Under the assumption that gene expression mediates the effect of genetic variation on a complex trait, several methods integrate GWAS and cis-eQTL signals to prioritize candidate risk genes (67). Colocalization-based methods estimate the probability of a shared causal variant between expression and trait, given observed marginal association statistics (68,69). Summary mendelian randomization (SMR) estimates the mediating effect of gene expression on a trait using top eQTLs as instrumental variables (70). Under multivariate predictive models, transcriptomic imputation methods (e.g., TWAS or S-PrediXcan) test for genetic correlation between the cis-regulated component of gene expression and a trait (71,72). Here, a sparse set of local SNP predictors is trained for each gene, using a large tissue-specific reference panel, followed by imputation into an association cohort to prioritize candidate risk genes and their direction of dysregulation. By aggregating effects of multiple SNPs onto specific features, these methods increase power for detection of associations potentially even outside GWAS loci. However, as these are association tests, they remain susceptible to potential confounds of linkage and pleiotropy (67). Recent frameworks have been developed to identify potential associations driven by linkage (70,73), to control for pleiotropy (74), and to provide probabilistic interpretation for locus-specific associations (75). Ultimately, this is an active research area which will continue to improve with incorporation of additional annotations from specific cell-types, tissues (76), and other (e.g., epigenetic) regulatory mechanisms (77).

These methods have prioritized several high-confidence psychiatric risk genes. For example, in SCZ, increased expression of C4A can (partially) explain the top GWAS-associated locus in Europeans (59,67,7880). The CommonMind Consortium (CMC) performed colocalization of frontal cortex cis-eQTL, prioritizing several SCZ risk genes, including SNAP91, FURIN, and TSNARE1 (61), and SMR and tWaS have concordantly prioritized SNX19,among others (70,79). PsychENCODE, with its larger frontal cortex reference panel (80), prioritized many of these candidate genes and several more, including RERE, SETD6, SETD8, MCHR1, JKAMP, and AKT3--all of which were also concordantly differentially expressed (DE) in SCZ. Finally, incorporating splicing into the TWAS framework uncovered a number of candidates not identified through expression (79). Highlighting the importance of the reference panel tissue, TWAS-prioritized genes from fetal brain (60) or within distinct GTEx brain tissues (76) showed only modest overlap.

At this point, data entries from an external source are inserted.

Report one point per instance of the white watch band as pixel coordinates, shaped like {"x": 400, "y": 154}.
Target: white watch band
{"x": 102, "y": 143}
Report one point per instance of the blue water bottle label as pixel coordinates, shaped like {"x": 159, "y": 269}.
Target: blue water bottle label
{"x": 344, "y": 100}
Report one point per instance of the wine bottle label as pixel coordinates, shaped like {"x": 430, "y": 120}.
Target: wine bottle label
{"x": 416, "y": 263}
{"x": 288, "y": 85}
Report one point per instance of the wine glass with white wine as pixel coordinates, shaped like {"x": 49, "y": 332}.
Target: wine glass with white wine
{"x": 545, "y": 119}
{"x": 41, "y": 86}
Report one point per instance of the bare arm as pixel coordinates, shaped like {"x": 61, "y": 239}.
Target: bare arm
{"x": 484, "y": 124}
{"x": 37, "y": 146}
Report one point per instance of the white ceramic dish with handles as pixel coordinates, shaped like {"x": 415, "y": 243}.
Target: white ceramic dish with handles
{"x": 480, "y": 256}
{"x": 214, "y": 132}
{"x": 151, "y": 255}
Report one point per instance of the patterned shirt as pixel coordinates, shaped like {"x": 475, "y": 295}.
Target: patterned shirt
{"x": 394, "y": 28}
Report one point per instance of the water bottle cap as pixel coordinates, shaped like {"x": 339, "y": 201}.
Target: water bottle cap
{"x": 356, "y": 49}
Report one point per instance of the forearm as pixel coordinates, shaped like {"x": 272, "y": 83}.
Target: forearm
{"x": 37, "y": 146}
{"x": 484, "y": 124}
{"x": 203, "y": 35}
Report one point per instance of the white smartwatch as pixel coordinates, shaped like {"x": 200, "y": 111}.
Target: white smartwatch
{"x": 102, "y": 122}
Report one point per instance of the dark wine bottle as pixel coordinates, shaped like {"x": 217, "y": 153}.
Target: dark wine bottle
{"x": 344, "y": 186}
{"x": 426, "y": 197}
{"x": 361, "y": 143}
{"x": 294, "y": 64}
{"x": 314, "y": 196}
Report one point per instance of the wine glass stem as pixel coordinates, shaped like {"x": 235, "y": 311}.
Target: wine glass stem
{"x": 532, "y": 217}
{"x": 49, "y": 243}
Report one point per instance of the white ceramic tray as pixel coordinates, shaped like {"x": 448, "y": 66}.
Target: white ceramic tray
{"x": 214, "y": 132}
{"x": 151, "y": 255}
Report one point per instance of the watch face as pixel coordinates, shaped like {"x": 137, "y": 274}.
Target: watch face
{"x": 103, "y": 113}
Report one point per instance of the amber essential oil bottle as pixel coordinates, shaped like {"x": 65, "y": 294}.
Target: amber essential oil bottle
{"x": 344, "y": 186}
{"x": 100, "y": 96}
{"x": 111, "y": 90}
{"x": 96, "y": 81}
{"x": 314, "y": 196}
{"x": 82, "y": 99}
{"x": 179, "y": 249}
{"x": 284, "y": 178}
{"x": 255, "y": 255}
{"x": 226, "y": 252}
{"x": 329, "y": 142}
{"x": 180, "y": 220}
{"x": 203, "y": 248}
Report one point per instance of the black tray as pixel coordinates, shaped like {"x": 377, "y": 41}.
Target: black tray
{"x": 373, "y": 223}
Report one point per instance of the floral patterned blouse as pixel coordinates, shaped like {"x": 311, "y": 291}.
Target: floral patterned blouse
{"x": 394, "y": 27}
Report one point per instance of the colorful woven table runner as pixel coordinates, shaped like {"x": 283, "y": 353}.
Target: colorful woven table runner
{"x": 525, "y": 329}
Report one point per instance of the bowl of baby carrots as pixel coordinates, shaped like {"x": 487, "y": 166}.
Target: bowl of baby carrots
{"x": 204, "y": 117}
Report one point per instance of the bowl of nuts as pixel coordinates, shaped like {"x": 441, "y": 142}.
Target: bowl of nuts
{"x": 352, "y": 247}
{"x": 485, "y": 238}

Such discrepancies highlight the need for validation, although true experimental replication remains challenging. For GWAS loci with a single high probability credible/causal variant and a specific eQTL colocalization, CRISPR/Cas9 genome editing can potentially be used for target validation (81). Yet, such strategies cannot distinguish between pleiotropic associations, if a given variant shows a functional effect across multiple genes. Integration of orthogonal annotations, such as chromosomal interactions with Hi-C or chromatin accessibility with ATACseq (63), can provide additional evidence of functionality and connect enhancers to genes, but remains susceptible to pleiotropy and generally lacks the resolution to pinpoint effects of individual variants. Integration with robustly-associated rare coding variants for the same trait may provide validation if available (82,83). In ASD, for example, the lysine methyltransferase KMT2E shows genome-wide significant associations across both common and rare variant studies (84,85). We recommend a probabilistic interpretation of prioritized candidate genes (75), including a potential null result, and hypothesize that integration of biologically-informed pathway-level priors will significantly boost performance.

Finally, these methods assume that genetic risk for disease is mediated through regulation of gene expression. Yet, recent evidence suggests that the overall proportion of disease heritability mediated by cis-eQTLs is much lower than previously thought, around ~10% in SCZ at least with current bulk tissue reference panels (86). The missing signal may be explained by distal QTLs, missing cis-eQTLs for lowly expressed genes (e.g., ncRNAs), those not captured in bulk tissue (cell-type-specific QTLs) (37,38), or distinct biological contexts, such as fetal brain (60). Effects other than expression regulation, including SNPs tagging structural variants, splicing or isoform-QTLs, methylation- or chromatin-accessibility QTLs, coding variants or even variants within ncRNA exons may explain additional missing variance.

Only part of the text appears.